The Path to Open

Mar 07 2014

This year marks my fourteenth year developing for the web, and I thought it might be fun to reflect on that path that has ultimately led to to my participation in the open communities of Mozilla and Drupal, and to working with ImageX.

Back in 2000, when I first began coding, front-end development wasn’t really a ‘thing’ yet. I remember blink tags, ‘Under Construction’ animated gifs, and that layout was all about HTML tables :) 

My first experience programming was with Active Server Pages. ASP, for those who don’t know, was Microsoft’s first server-side scripting engine. It was amazing technology at the time - I once wrote a Content Management System in ASP. My ‘Microsoft path’ would continue for years, transitioning to Visual Basic and then .NET. I learned a lot about software architecture during this time.

I also felt a growing unease at the never-ending cost of developing, maintaining, licensing and upgrading Microsoft projects, especially if requirements included 3rd party applications. There was no community ‘sharing work’, there was nothing to leverage or build on ‘out there’ - there was only more things to buy, more custom development.

I’ve also spent more time than I care to admit writing applications in CFML. Coldfusion - ranks as my least favourite language - for memory hog, for crashing, for messing around with licenses. I still wonder if ‘coding with the English language’ might contain fewer characters. Another costly venture in general.

Starting in 2002 my best learning and achievements were with PHP, and under the mentorship of a Perl guru who challenged me to write less code - better. I remain incredibly grateful for the years of open source development that followed, for MySQL and the gift of Linux. With Open Source we were able to provide clients with so much more, we were able to leverage community efforts and ease the cost of development. We were able to leverage work by open communities, and yes we gave back too. I've never looked back.

It still took a few more years to recognize that ‘open’ wasn’t just about ‘free’, it was invitation to participate. This most profound, career altering realization for me came thanks to the emergence of the Mozilla Firefox browser. That a group of people could band together with a belief that users deserved a choice, and that innovation was threatened without it - was exciting and compelling. Putting people over profit ensures innovation can move forward in a sustainable way.
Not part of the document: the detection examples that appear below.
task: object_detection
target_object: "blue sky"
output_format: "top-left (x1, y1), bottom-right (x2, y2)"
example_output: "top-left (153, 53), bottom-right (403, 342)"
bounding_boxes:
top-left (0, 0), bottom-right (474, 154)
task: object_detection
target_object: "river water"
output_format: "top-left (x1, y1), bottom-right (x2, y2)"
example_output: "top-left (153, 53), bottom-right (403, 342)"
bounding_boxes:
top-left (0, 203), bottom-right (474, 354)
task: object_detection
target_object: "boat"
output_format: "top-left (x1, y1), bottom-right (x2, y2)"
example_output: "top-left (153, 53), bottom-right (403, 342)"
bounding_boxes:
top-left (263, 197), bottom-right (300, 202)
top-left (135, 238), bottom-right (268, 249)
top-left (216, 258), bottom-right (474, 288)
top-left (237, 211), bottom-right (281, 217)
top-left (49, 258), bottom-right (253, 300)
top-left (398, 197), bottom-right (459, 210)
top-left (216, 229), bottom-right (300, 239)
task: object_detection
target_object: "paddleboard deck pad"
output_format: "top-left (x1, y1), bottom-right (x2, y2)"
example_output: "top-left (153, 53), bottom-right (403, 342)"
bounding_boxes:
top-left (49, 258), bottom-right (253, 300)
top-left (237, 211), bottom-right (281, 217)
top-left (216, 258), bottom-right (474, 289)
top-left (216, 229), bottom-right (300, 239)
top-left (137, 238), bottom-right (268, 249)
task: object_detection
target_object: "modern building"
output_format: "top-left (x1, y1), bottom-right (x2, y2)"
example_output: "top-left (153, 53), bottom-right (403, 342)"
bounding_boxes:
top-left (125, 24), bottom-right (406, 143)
Watch Code Rush  if you’re curious about the story of Firefox back then. My place in this history was as part of the team who developed Netscape 8 - for AOL - a browser with both IE and Firefox rendering engines as a solution to compatibility issues… Which wasn’t well received, but a place in history nonetheless ;)

It was the extended hand of the Drupal community at the Vancouver Open Web conference in 2009, that first activated me as a Drupal contributor. More specifically a talk by Angie Byron and message that ‘anyone’ can contribute, inspired me to believe that ‘anyone’ included me.

I went on to work at a University for five years. This experience opened my eyes to the importance of disrupting Higher Education. At DrupalCon Denver, I  learned about  'Open Michigan', the University of Michigan's portal for sharing open resources including OERs and code.  This inspired to my own work with education technologists launching Open Royal Roads. The response was incredibly positive, and proof that open education is a blossom unfolding.

 

Universities sharing code is *not* the norm(yet) by the way, and in some institutions entirely forbidden - for many reasons including legal entanglement and ego and a misunderstood assumption that only 'perfect' code can be shared. Through this work, I began participating in EduDU - and often deliver this talk on encouraging universities to share source code.

Now, developing solutions with ImageX seems a natural merging of my 14 years, focused on Drupal solutions for many Higher Education clients. I feel fortunate for this path that has lead me to open with an education focus - for the opportunity to mentor and be mentored and hopefully to witness even more positive changed influenced by open communities.